Child bearing intention was found to be a strong predictor of utilization of LAPMs. In this study, participants who had child bearing intention after 2 year were almost seven times more likely and those who had no desire for more children were seven point six times more likely to utilize LAPMs compared to those who had child bearing intention within 2 years. The same association was seen in studies conducted in Debre Markos [17], Mekelle [19], Debre Tabor [20], Ethiopia, and Mahabad, Iran [25]. The possible reason for this could be that when people are satisfied with the desired number of children or have desire after long time period, they might not want to have frequent visits for contraceptive service and might choose LAPMs. Additionally, though method choice is the right of service users, usually service providers might recommend them to take LAPMs accordingly.
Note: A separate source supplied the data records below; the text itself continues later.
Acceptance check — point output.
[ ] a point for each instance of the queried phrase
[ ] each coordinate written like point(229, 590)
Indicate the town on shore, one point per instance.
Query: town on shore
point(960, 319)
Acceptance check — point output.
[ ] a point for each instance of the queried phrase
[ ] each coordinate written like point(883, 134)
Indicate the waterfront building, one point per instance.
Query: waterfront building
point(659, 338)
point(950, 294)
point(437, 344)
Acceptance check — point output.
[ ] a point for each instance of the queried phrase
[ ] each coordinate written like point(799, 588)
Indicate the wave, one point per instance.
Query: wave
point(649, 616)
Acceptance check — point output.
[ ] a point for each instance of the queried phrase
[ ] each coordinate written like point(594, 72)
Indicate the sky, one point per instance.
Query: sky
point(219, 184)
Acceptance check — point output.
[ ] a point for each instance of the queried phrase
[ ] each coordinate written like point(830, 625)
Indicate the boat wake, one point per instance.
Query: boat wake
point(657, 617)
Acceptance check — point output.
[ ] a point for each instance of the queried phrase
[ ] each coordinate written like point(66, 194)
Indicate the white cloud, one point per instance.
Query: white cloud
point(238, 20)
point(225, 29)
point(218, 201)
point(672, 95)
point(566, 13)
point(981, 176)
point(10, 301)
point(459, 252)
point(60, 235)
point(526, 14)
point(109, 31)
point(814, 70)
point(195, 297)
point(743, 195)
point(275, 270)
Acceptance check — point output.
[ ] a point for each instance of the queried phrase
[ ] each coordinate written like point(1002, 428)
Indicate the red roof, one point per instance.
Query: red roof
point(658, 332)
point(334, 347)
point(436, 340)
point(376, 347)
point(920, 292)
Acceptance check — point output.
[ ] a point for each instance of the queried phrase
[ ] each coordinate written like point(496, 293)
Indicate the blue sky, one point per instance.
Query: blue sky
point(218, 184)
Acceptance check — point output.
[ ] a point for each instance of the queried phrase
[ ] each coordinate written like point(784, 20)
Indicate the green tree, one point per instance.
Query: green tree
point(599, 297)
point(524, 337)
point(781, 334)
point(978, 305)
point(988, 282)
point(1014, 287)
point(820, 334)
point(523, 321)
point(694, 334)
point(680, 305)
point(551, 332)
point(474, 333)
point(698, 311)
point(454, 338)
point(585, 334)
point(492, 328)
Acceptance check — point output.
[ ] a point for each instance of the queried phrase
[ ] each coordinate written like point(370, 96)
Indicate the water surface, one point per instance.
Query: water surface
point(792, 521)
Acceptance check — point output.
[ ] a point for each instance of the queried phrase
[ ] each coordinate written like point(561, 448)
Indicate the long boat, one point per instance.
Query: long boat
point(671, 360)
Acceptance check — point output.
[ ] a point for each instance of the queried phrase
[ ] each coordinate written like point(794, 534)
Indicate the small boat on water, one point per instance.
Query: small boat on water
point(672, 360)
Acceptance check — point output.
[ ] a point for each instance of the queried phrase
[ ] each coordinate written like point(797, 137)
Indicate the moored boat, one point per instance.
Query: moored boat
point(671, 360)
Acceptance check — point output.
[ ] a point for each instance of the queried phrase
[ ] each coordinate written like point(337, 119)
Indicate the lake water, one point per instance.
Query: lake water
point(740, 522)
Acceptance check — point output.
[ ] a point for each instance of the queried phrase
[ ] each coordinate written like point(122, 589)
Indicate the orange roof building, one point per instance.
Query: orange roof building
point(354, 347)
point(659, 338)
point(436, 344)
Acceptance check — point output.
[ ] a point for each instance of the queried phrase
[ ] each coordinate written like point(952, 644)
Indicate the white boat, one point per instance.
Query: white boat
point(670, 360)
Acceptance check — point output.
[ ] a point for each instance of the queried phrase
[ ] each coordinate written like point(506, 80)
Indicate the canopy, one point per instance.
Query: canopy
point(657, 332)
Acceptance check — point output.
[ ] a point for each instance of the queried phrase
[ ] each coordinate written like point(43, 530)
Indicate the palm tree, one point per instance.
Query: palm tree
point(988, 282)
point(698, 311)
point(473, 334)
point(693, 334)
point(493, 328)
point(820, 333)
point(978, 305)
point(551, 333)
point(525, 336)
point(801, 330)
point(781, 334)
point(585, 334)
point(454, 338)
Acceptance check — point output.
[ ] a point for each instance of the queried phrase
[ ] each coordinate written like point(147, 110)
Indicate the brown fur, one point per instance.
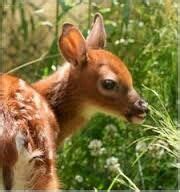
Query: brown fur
point(72, 88)
point(24, 111)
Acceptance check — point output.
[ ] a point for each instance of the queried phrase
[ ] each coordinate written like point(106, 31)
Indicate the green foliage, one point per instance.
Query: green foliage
point(108, 153)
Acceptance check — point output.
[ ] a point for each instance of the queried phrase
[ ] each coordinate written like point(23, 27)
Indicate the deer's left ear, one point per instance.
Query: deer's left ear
point(72, 45)
point(97, 37)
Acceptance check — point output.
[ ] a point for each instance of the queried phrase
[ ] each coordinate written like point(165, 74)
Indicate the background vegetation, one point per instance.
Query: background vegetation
point(108, 153)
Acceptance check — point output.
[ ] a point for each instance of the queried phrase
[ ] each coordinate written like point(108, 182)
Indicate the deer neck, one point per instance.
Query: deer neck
point(62, 92)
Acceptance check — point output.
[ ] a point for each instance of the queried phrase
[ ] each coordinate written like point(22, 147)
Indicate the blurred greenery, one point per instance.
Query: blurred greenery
point(143, 33)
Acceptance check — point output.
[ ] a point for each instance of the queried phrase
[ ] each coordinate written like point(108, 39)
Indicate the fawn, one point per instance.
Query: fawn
point(92, 80)
point(35, 119)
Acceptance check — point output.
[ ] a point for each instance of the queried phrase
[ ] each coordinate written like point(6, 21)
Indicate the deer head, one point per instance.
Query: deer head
point(93, 80)
point(104, 80)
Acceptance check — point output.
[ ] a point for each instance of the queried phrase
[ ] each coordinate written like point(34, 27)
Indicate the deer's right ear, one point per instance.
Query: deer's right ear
point(73, 45)
point(97, 37)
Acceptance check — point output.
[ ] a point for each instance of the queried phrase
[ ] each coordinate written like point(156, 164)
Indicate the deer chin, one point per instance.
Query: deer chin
point(138, 119)
point(90, 109)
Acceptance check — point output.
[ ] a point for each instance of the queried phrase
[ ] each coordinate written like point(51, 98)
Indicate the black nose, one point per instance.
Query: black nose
point(141, 105)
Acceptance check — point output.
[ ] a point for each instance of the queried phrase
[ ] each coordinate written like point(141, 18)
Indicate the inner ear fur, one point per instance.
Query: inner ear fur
point(97, 37)
point(72, 44)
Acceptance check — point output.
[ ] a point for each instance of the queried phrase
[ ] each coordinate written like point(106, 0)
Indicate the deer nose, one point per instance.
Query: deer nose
point(141, 105)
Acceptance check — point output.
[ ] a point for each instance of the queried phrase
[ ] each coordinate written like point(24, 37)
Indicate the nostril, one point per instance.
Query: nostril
point(142, 105)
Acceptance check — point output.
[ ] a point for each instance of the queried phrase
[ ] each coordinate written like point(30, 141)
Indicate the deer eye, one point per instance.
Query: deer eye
point(109, 84)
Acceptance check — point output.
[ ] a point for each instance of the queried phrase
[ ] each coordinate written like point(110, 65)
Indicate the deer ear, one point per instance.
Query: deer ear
point(97, 36)
point(72, 45)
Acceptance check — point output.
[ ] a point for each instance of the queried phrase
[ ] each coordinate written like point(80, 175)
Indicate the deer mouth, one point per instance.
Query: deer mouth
point(136, 118)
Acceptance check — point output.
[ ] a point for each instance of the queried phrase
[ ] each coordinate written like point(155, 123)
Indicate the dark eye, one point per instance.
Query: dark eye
point(109, 84)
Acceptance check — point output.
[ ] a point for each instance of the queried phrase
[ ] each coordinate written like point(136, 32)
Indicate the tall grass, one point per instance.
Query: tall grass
point(143, 34)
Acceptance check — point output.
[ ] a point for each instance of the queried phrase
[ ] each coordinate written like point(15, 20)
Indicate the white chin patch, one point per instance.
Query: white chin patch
point(137, 120)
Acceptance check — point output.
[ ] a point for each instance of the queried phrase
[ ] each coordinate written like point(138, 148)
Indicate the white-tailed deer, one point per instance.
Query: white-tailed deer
point(92, 80)
point(28, 131)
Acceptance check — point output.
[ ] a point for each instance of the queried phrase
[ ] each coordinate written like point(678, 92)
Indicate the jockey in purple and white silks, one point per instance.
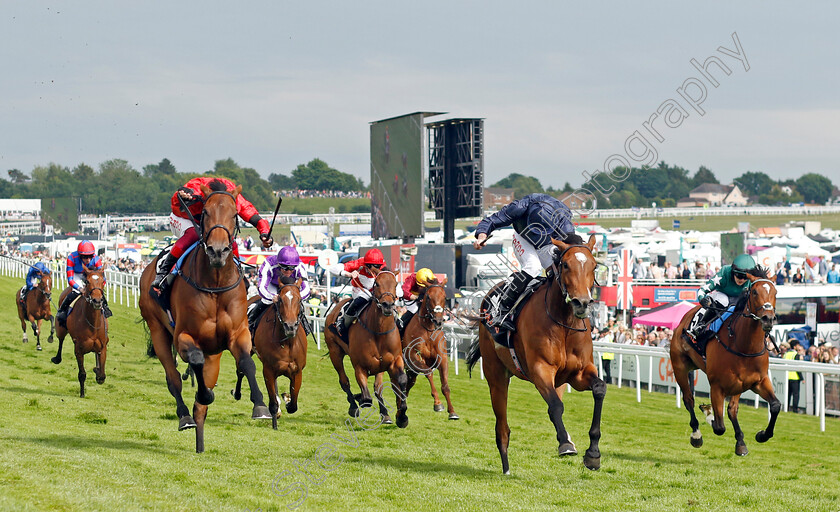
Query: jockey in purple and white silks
point(284, 268)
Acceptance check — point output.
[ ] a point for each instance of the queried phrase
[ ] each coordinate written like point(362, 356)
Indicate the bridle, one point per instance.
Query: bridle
point(558, 278)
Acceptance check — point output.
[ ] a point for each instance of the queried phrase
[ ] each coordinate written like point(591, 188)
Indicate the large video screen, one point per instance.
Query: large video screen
point(396, 177)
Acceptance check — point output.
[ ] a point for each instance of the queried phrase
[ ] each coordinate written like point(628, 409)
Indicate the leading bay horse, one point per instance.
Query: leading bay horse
point(36, 309)
point(374, 348)
point(209, 311)
point(424, 346)
point(280, 342)
point(87, 326)
point(553, 346)
point(736, 361)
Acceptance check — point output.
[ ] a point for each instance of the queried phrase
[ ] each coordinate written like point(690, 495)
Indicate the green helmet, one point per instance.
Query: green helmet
point(743, 263)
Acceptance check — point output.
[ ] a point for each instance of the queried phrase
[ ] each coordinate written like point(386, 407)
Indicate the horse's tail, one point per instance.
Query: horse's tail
point(473, 354)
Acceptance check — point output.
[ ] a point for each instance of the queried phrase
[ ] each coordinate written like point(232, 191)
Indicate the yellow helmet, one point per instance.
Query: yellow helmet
point(423, 276)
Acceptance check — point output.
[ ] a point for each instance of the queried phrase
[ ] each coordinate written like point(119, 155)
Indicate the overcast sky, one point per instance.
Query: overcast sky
point(273, 84)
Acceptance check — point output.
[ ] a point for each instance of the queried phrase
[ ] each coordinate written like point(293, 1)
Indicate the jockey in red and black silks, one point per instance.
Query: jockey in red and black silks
point(191, 196)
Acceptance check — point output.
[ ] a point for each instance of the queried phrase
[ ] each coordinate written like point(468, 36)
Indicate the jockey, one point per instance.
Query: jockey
point(536, 219)
point(363, 272)
point(79, 260)
point(182, 226)
point(720, 291)
point(283, 268)
point(413, 286)
point(36, 271)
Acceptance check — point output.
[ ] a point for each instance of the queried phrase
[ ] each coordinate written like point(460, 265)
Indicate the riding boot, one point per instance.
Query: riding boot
point(159, 284)
point(254, 312)
point(61, 315)
point(512, 292)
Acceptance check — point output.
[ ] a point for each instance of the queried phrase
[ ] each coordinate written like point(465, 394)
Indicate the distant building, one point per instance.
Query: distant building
point(719, 195)
point(496, 197)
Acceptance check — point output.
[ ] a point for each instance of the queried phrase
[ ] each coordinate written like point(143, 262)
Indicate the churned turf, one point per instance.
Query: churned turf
point(119, 449)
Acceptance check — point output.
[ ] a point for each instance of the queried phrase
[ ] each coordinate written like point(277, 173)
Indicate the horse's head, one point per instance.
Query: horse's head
point(385, 291)
point(575, 273)
point(761, 304)
point(434, 299)
point(218, 222)
point(94, 293)
point(287, 302)
point(45, 285)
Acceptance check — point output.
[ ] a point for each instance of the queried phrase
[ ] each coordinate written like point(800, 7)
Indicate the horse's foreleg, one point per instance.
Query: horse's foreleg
point(80, 360)
point(765, 390)
point(718, 398)
point(443, 371)
point(208, 377)
point(498, 381)
point(732, 412)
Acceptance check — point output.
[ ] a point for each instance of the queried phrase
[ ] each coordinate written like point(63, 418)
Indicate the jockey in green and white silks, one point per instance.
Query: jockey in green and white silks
point(722, 290)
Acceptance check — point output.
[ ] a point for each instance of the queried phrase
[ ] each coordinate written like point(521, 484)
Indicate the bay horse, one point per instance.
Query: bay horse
point(87, 326)
point(374, 348)
point(36, 309)
point(208, 308)
point(424, 345)
point(280, 342)
point(736, 361)
point(552, 345)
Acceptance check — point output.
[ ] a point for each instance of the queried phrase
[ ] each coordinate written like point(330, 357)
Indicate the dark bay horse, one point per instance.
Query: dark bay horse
point(280, 342)
point(553, 345)
point(374, 348)
point(736, 361)
point(87, 326)
point(424, 346)
point(209, 310)
point(37, 309)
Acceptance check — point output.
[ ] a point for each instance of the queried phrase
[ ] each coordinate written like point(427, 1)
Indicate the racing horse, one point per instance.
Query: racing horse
point(374, 348)
point(36, 309)
point(87, 326)
point(208, 310)
point(737, 362)
point(424, 345)
point(280, 342)
point(552, 346)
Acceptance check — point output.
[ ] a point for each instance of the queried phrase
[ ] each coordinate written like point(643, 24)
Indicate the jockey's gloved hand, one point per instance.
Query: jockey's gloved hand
point(266, 240)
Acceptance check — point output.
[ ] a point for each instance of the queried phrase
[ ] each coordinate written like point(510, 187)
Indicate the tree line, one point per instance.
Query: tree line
point(116, 187)
point(666, 184)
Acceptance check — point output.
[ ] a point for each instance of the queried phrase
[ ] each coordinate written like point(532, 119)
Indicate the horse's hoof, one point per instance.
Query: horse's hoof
point(567, 449)
point(205, 398)
point(186, 422)
point(260, 413)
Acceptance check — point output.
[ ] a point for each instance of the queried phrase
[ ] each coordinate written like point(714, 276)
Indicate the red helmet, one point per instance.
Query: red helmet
point(86, 248)
point(374, 257)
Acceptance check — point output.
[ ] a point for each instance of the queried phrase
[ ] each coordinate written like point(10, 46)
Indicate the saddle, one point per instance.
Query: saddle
point(502, 336)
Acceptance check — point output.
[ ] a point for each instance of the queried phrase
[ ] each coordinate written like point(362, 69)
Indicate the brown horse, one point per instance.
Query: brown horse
point(374, 348)
point(36, 309)
point(552, 345)
point(87, 326)
point(281, 344)
point(737, 362)
point(209, 311)
point(424, 346)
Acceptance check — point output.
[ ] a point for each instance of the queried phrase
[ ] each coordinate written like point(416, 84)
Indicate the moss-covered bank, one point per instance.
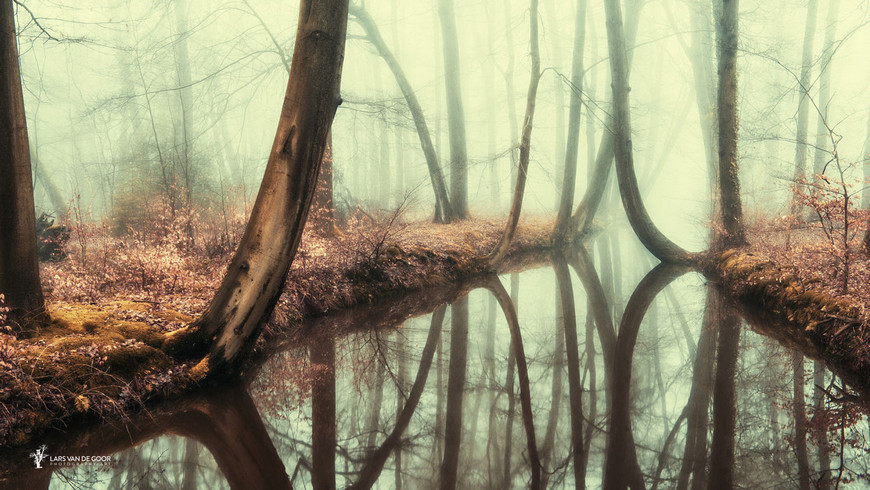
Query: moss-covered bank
point(799, 313)
point(97, 361)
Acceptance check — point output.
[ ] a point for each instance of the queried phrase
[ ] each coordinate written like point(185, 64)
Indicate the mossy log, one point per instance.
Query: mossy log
point(92, 362)
point(798, 313)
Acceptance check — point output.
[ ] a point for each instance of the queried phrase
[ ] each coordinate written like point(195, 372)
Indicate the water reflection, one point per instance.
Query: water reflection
point(509, 396)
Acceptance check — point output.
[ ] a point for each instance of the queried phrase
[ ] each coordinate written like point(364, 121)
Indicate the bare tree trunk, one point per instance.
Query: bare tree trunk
point(729, 169)
point(19, 268)
point(245, 300)
point(455, 389)
point(510, 313)
point(800, 420)
point(621, 467)
point(694, 464)
point(724, 400)
point(824, 451)
point(435, 175)
point(599, 173)
point(501, 249)
point(647, 232)
point(455, 111)
point(322, 353)
point(575, 387)
point(370, 472)
point(822, 153)
point(569, 177)
point(800, 156)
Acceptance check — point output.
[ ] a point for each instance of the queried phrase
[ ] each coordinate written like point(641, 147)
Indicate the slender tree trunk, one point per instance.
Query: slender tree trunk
point(245, 300)
point(455, 389)
point(800, 156)
point(455, 111)
point(509, 88)
point(323, 414)
point(621, 467)
point(599, 173)
point(370, 472)
point(435, 175)
point(824, 451)
point(501, 249)
point(694, 461)
point(507, 307)
point(800, 420)
point(575, 387)
point(647, 232)
point(725, 400)
point(729, 170)
point(569, 177)
point(822, 153)
point(19, 269)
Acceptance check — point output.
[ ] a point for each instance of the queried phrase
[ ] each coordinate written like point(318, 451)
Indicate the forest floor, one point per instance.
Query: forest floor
point(114, 299)
point(789, 284)
point(112, 302)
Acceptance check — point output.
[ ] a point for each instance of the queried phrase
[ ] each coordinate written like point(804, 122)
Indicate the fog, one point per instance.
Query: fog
point(112, 69)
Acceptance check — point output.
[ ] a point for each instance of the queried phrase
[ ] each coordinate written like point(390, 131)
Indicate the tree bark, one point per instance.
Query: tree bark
point(455, 389)
point(600, 171)
point(724, 400)
point(799, 412)
point(245, 300)
point(501, 249)
point(569, 177)
point(729, 169)
point(370, 472)
point(510, 313)
point(575, 387)
point(455, 112)
point(621, 466)
point(322, 352)
point(800, 156)
point(373, 34)
point(659, 245)
point(19, 268)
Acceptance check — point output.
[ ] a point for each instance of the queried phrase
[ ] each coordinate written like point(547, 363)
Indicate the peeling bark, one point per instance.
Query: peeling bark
point(19, 268)
point(246, 298)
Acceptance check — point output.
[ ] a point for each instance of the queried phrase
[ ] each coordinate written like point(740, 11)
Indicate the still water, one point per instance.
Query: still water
point(578, 373)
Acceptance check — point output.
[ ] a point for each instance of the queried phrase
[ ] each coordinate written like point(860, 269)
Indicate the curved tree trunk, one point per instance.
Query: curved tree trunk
point(19, 268)
point(501, 249)
point(569, 177)
point(374, 36)
point(372, 469)
point(621, 468)
point(647, 232)
point(600, 171)
point(575, 384)
point(245, 300)
point(507, 306)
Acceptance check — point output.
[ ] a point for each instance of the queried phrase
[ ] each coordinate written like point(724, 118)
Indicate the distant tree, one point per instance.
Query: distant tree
point(651, 237)
point(19, 268)
point(229, 327)
point(569, 177)
point(729, 170)
point(501, 249)
point(373, 35)
point(800, 158)
point(455, 111)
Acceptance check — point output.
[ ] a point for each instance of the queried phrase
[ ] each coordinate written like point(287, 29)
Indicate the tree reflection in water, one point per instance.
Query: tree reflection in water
point(314, 415)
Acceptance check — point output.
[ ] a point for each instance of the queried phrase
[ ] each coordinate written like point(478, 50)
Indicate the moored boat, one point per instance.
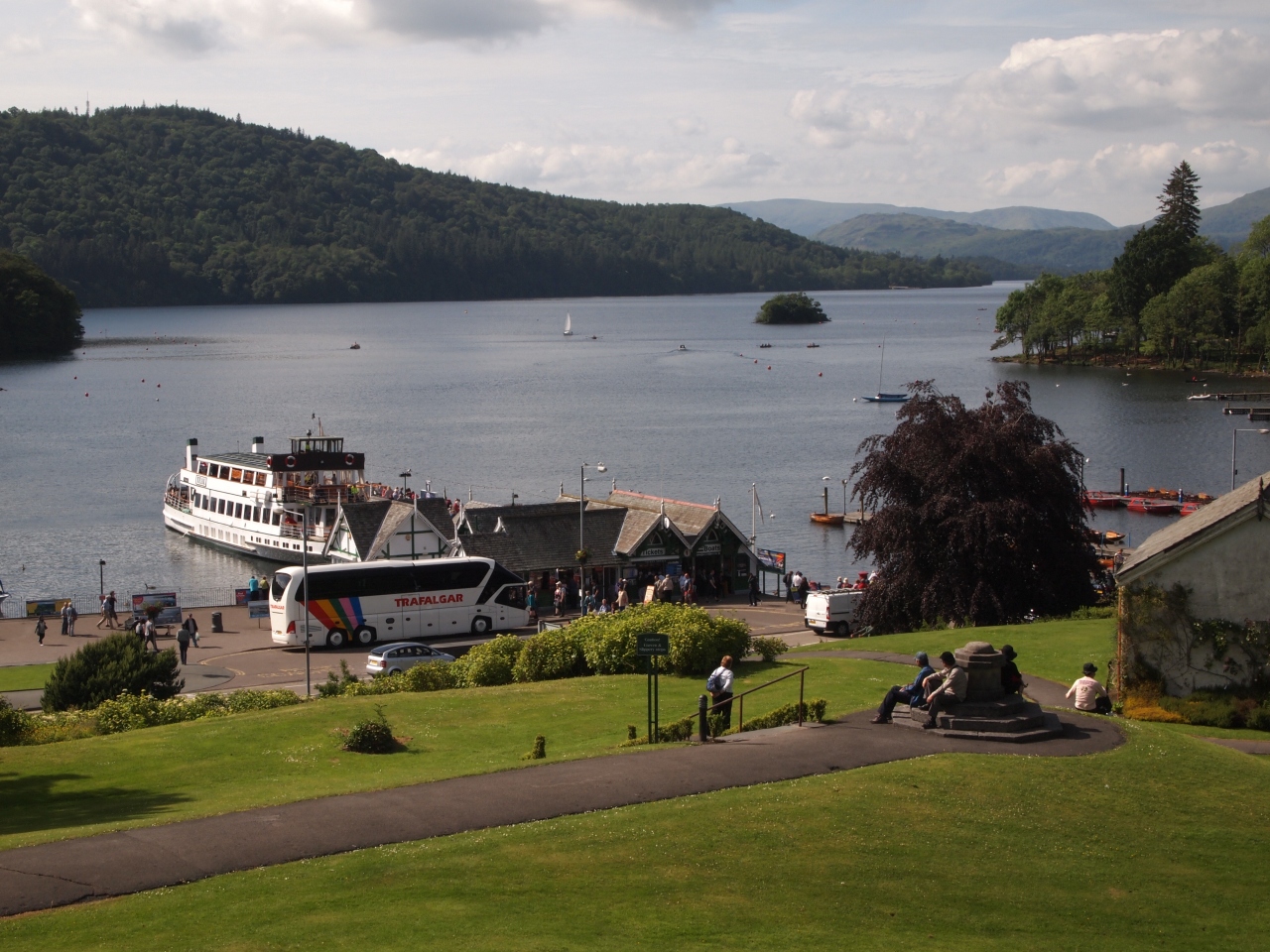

The implication of the findings of this study is that the prevalence of LAPMs can be further increased by creating platform for couples to discuss on family planning through male partners involvement in family planning counseling. Additionally, undergoing behavioral change communication (BCC) to divert the false beliefs regarding LAPMs can contribute for a high prevalence of LAPMs. Though the service (LAPMs) should be available for all women, it can be more effective if emphasis is given for women who have no birth intention or have intention after long time. More effort is required during FP counseling to get new LAPMs adopters.

Because of the sensitive nature of enquiring whether they were sexually active or not, and using health professionals who were working in the same ART clinics as data collectors could make unmarried women not truly disclose whether they were sexually active or not. Hence, this study focused only on married reproductive age women. This is an observer bias that might lower the prevalence of the LAPMs in this study. This is because birth intention outside marriage is not common in Ethiopia that sexually active unmarried women might choose LAPMs. Thus, the prevalence of LAPMs could not be inferred to all sexually active HIV positive women. As another possible limitation, it is worth mentioning that some important variables have not been considered or have been missed along the study. For example, the authors did not consider respondents’ HIV/AIDS stage and clinical conditions including CD4 count. Hence, the authors couldn’t stratify the analysis by client’s clinical status which limit the possibility of identifying additional predictors for LAPMs utilization. The authors want to mentioned that formal study on observers agreement was not made but attempts were taken to avoid inter-observers differences in understanding the data collection instrument (questionnaire) by providing training for the data collectors and supervisors, doing pre-test, and through day to day supervision during data collection. This study might slightly be subjected to social desirability bias that might inflate the prevalence. But, adequate information were given to participants about the critical importance of telling the actual information. Finally, since it is a cross section study, the possible limitation might be establishing the cause and effect relation between the dependent and independent variables.

Conclusion and recommendations

The utilization of long acting and permanent contraceptive methods in this study was relatively high. Discussions with partners on family planning, previous experiences of LAPMs, not hearing myths about LAPMs, women not started ART, and no birth intention were positively associated with LAPMs utilization. It is therefore recommended that health service providers need to make couples counseling on FP that may create a platform and an entry point for couples to discuss on their fertility, contraceptive use, and method choice. Additionally, service providers should undergo behavioral change communication (BCC) to avoid misconceptions/myths regarding LAPMs. Further research is also recommended to address the gaps mentioned in the limitation section and to explore the reason/s for not using LAPMs (qualitative study).